The UK Society for Intravenous Anaesthesia
Based in the UK - as a resource for Anaesthesia Worldwide

Oxford Meeting - November 2002

Opioids and the Brain: fMRI

Richard Rogers Nuffield Department of Anaesthetics and FMRIB- University of Oxford

Analgesia is a complex area to study because it is difficult to quantify the different dimensions of pain. Pain is private, internal and subjective, it cannot be directly observed. Since we have no objective measures of pain, pain intensity is recorded by a variety of self-report scales that attempt to categorize this subjective experience. An objective measure of pain could revolutionise our understanding and management of this complex phenomenon.

Recent developments in functional brain imaging have provided insight into the way the brain processes noxious stimuli. Functional magnetic resonance imaging is a particularly good technique because it is non-invasive and has a comparatively good spatial and temporal resolution.

The Oxford Centre for Functional Magnetic Resonance Imaging of the Brain (FMRIB) is an MRC unit set up specifically to exploit this technology using a purpose built 3 Tesla magnet.

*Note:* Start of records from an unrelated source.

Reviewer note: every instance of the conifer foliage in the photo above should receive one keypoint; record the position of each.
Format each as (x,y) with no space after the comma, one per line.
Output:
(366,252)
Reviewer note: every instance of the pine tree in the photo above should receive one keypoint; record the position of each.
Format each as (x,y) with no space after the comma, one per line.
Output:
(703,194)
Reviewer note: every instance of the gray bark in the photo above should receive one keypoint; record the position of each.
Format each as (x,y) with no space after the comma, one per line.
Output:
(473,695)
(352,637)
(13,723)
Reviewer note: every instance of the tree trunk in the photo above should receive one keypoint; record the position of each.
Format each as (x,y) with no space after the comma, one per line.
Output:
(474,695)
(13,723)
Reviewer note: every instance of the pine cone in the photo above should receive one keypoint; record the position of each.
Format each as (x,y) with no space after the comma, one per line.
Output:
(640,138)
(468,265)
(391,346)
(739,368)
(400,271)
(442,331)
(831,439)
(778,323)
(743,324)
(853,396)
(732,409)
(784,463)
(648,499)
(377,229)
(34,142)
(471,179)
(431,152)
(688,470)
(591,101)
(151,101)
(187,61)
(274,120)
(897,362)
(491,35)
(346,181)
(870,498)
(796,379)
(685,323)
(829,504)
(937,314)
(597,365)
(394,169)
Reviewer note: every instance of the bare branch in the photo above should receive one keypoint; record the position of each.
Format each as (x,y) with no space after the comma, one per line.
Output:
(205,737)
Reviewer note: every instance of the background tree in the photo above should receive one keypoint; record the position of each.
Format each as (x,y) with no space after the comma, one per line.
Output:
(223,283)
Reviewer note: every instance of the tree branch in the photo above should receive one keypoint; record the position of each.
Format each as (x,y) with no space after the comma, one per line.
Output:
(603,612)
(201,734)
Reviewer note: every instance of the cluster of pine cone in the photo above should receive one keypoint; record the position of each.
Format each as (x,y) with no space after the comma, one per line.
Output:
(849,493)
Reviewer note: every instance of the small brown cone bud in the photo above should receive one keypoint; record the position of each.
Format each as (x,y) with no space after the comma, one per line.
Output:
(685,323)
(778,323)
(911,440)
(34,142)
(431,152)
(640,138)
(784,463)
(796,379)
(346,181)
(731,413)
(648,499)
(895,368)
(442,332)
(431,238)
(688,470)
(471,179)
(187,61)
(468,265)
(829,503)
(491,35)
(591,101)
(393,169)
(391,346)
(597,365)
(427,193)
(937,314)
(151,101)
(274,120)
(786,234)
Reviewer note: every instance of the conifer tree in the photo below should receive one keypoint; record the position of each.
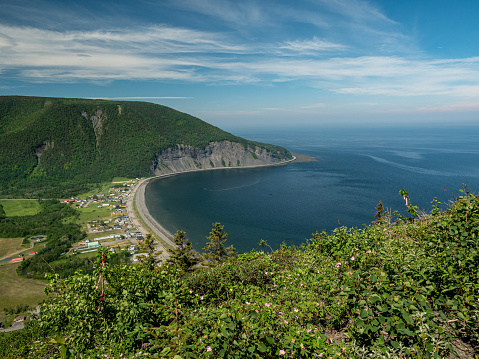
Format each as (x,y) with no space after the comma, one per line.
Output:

Functional magnetic resonance imaging (fMRI) produces both structural and functional information. MRI uses magnetic fields and radio waves to provide an anatomical map of the brain based on the water density of tissues. Changes in local neuronal activity alter the local tissue oxygenation, blood flow and blood volume giving a blood oxygen level dependent (BOLD) signal. Comparison of the BOLD signal under two conditions; a baseline and a stimulus or response e.g. noxious stimulus, provides a measure of function. 

Functional Brain Imaging has revealed a network of central sites that respond to noxious stimuli. This pain matrix includes the thalamus and insular, lingulate and sensory cortices.

The pain group at FMRIB in Oxford has looked at how analgesics and psychological manipulation alters the activity of the pain matrix. In this talk, I present some of the units work on measuring the analgesia produced by remifentanil. This work suggests that the reduction in behavioural pain score seen with remifentanil can be imaged and that this reduction in pain can be objectively quantified.

Functional MRI has the potential to measure analgesia objectively and provide information on subcomponents of pain.